For rectal cancers that are located near the anus, it might not be possible to remove the cancer completely without damaging the muscles that control bowel movements. In these situations, surgeons may recommend an operation called abdominoperineal resection (APR) to remove the rectum, anus and some of the colon, as well as nearby tissue and lymph nodes.

The surgeon creates an opening in the abdomen and attaches the remaining colon (colostomy). Waste leaves your body through the opening and collects in a bag that attaches to your abdomen.

Chemotherapy

Chemotherapy uses drugs to destroy cancer cells. For rectal cancer, chemotherapy might be recommended after surgery to kill any cancer cells that might remain.

Chemotherapy combined with radiation therapy might also be used before an operation to shrink a large cancer so that it’s easier to remove with surgery.
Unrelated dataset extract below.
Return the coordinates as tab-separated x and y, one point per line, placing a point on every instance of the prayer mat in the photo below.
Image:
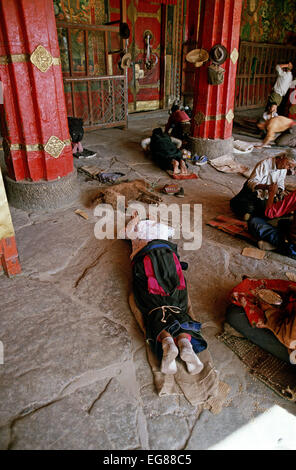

Chemotherapy can also be used to relieve symptoms of rectal cancer that can’t be removed with surgery or that has spread to other areas of the body.

Radiation Therapy

Radiation therapy uses powerful energy sources, such as X-rays and protons, to kill cancer cells. In people with rectal cancer, radiation therapy is often combined with chemotherapy that makes the cancer cells more likely to be damaged by the radiation. It can be used after surgery to kill any cancer cells that might remain. Or it can be used before surgery to shrink a cancer and make it easier to remove.

When surgery isn’t an option, radiation therapy might be used to relieve symptoms, such as pain.

Combined chemotherapy and radiation therapy

Combining chemotherapy and radiation therapy (chemoradiotherapy) makes cancer cells more vulnerable to radiation. The combination is often used for larger rectal cancers and those that have a higher risk of returning after surgery.

Chemoradiotherapy may be recommended:

Before surgery:
Chemoradiotherapy may help shrink the cancer enough to make a less invasive surgery possible. The combined treatment may increase the chance that your operation will leave the anal area intact so waste can leave the body normally after surgery.

After surgery:
If surgery was your first treatment, your doctor may recommend chemoradiotherapy afterward if there’s an increased risk that your cancer may return.

As the primary treatment:
Your doctor may recommend chemoradiotherapy to control the growth of cancer if your rectal cancer is advanced or if surgery isn’t an option.

Targeted drug therapy

Targeted drug treatments focus on specific abnormalities present within cancer cells. By blocking these abnormalities, targeted drug treatments can cause cancer cells to die.

Targeted drugs are usually combined with chemotherapy. Targeted drugs are typically reserved for people with advanced rectal cancer.

Immunotherapy

Immunotherapy is a drug treatment that uses your immune system to fight cancer. Your body’s disease-fighting immune system may not attack your cancer because the cancer cells produce proteins that help them hide from the immune system cells. Immunotherapy works by interfering with that process.

Immunotherapy is usually reserved for advanced rectal cancer.

Supportive (palliative) care

Palliative care is focused on providing relief from pain and other symptoms of a severe illness. Palliative care specialists work with you, your family and your other doctors to provide an extra layer of support that complements your ongoing care.

Palliative care is provided by a team of doctors, nurses and other specially trained professionals. Palliative care teams aim to improve the quality of life for people with cancer and their families. This form of care is offered alongside curative or other treatments you may be receiving.